Dinslaken Immer mehr Flüchtlinge in Arbeit

Dinslaken · Weseler Jobcenter, zuständig für alle Hartz-IV-Empfänger im Kreis, zieht positive Bilanz des Jahres 2017.

Die Befürchtungen, dass die im Kreisgebiet lebenden, anerkannten Flüchtlinge im erwerbsfähigen Alter wegen mangelhafter Sprachkenntnisse beziehungsweise fehlender Qualifikationen auf dem Arbeitsmarkt praktisch chancenlos sind, haben sich nicht bewahrheitet. Im Gegenteil: Im vergangenen Jahr ist es dem Jobcenter im Kreis Wesel - zuständig für alle Empfänger von Hartz IV und damit auch für alle anerkannten Flüchtlinge - gelungen, 475 von ihnen in einen sozialversicherungspflichtigen Job zu vermitteln. Diese Zahl nannte gestern Behördenchef Michael Müller und zog eine rundum positive Bilanz des abgelaufenen Jahres.

"Diese Zahl ist schon ein echter Erfolg. Wir hätten gerade mal mit der Hälfte gerechnet", so Müller. Die meisten Flüchtlinge sind bei Logistikunternehmen wie zum Beispiel Amazon in Rheinberg oder bei Firmen in der Systemgastronomie tätig. Denn in diesen Bereichen reicht es oft auch, wenn man lediglich ein wenig Englisch spricht und bereit und in der Lage ist, körperliche Arbeiten zu verrichten. Müller und sein Stellvertreter Günter Holzum betonten bei der Vorstellung der Bilanz 2017, dass gerade junge Flüchtlinge äußerst motiviert seien. "Sie suchen sich verstärkt auch Jobs im Ruhrgebiet, weil sie dann auch in die Großstädte dort ziehen können", so Holzum. Denn ohne Beschäftigung können sie ihren Wohnort nicht beliebig wechseln.

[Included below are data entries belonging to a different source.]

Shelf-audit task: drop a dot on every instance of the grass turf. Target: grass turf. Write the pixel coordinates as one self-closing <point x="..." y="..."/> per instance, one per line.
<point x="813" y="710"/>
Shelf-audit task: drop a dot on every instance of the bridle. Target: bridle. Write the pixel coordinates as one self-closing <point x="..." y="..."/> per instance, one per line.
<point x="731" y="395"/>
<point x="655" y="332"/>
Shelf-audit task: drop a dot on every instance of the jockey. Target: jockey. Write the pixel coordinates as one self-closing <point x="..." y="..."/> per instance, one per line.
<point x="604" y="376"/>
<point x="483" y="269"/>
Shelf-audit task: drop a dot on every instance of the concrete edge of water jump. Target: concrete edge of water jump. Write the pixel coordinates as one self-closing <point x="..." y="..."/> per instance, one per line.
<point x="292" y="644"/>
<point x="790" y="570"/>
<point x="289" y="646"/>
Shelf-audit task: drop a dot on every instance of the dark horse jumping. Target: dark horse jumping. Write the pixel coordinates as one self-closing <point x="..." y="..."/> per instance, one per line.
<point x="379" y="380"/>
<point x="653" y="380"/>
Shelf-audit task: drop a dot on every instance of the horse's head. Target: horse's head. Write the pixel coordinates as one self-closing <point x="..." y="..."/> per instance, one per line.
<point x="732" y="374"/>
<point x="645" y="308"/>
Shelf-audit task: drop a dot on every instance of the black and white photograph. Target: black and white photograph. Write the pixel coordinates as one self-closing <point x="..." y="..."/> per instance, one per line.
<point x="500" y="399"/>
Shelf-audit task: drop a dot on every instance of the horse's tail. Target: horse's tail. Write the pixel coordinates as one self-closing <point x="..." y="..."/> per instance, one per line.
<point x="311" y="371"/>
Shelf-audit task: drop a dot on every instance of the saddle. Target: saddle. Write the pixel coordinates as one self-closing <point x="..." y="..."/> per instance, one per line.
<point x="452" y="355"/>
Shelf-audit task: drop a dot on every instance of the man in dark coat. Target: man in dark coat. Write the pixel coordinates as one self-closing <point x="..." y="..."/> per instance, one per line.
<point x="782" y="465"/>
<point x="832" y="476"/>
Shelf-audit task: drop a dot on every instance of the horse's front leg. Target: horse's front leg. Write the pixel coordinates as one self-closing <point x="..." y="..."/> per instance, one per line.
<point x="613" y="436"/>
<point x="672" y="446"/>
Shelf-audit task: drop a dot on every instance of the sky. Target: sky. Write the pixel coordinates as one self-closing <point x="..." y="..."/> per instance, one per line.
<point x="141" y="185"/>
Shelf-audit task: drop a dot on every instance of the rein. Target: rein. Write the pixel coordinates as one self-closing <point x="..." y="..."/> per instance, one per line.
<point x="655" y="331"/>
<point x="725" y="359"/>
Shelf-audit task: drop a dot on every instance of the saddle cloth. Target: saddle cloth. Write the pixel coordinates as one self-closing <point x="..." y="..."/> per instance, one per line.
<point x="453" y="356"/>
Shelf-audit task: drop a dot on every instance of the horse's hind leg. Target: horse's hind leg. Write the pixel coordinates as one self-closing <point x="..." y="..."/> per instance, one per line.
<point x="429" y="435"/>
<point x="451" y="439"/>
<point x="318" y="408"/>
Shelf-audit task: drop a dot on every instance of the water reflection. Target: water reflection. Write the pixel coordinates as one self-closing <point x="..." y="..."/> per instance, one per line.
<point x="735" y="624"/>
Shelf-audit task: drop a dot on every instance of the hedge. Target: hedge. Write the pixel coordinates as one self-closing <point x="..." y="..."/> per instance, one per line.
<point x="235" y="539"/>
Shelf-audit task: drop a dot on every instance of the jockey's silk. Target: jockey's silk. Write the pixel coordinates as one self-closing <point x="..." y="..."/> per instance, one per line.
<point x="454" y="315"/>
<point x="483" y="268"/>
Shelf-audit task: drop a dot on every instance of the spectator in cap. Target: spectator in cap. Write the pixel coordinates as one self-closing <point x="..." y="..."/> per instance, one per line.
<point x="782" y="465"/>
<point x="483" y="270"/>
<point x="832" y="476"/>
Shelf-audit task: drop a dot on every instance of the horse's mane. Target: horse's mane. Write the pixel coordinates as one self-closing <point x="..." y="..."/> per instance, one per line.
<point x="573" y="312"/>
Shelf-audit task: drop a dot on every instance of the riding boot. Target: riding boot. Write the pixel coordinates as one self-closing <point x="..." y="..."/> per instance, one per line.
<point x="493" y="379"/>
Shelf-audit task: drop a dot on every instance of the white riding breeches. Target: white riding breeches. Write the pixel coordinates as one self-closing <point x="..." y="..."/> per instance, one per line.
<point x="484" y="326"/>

Im abgelaufenen Jahr war das Jobcenter für 18.500 Bedarfsgemeinschaften zuständig, in denen mehr als 25.500 Personen leben, die - theoretisch jedenfalls - als Arbeitskraft zur Verfügung stehen. Allerdings gehören auch Leute in Qualifizierungsmaßnahmen und Krankgeschriebene dazu. Die Zahlen haben sich im Vergleich zu 2016 so gut wie nicht verändert. "Und das, obwohl die anerkannten 3000 Flüchtlinge, die in 1700 Bedarfsgemeinschaften leben, hinzugekommen sind. Deshalb ist das wirklich eine positive Bilanz. Die gute Vermittlungsarbeit von 2016 wurde fortgesetzt", sagte Kreisdirektor Ralf Berensmeier.

Dass allerdings viele Hartz-IV-Empfänger große Probleme haben, auf dem ersten Arbeitsmarkt wieder Fuß zu fassen, auch das gaben Müller und Holzum unumwunden zu. "Wer arbeitslos wird und innerhalb von zwei Jahren nichts Neues findet, für den wird es immer schwerer", sagt Müller. Zu den Dauerbeziehern von Hartz IV gehören vor allem diejenigen, die keinen oder nur einen schlechten Schulabschluss beziehungsweise keine abgeschlossene Ausbildung vorweisen können und weitere Probleme wie Krankheit oder Überschuldung haben. Das Alter spielt dabei immer weniger eine Rolle. "Die Firmen suchen händeringend Facharbeiter. Deshalb haben mittlerweile auch über 50-Jährige gute Chancen, da sie oft auch über Tugenden wie Pünktlichkeit und Zuverlässigkeit verfügen."

Um dafür zu sorgen, dass gerade junge Leute nicht in diese Abwärtsspirale hineingezogen werden, gibt es in den vier größten Jobcenter-Standorten Wesel, Dinslaken, Moers und Kamp-Lintfort seit gut zwei Jahren Jugendberufsagenturen. Die Fallmanager halten Kontakt mit den Jugendämtern, mit Sozialarbeitern und wollen künftig auch den Kontakt mit den Schulen intensivieren, um jungen Leuten unter 25 den Weg in eine Ausbildung zu weisen.

2017 hat der Bund für die Hartz-VI-Bezieher im Kreis mehr als 95 Millionen Euro als Leistungen für den Lebensunterhalt bezahlt. Die Kosten für Unterkunft und Heizung in Höhe von 75 Millionen Euro musste zu 70 Prozent der Kreis tragen. Den Rest hat der Bund übernommen. Die Kosten für die anerkannten Flüchtlinge in Höhe von fünf Millionen Euro hat der Bund komplett gezahlt.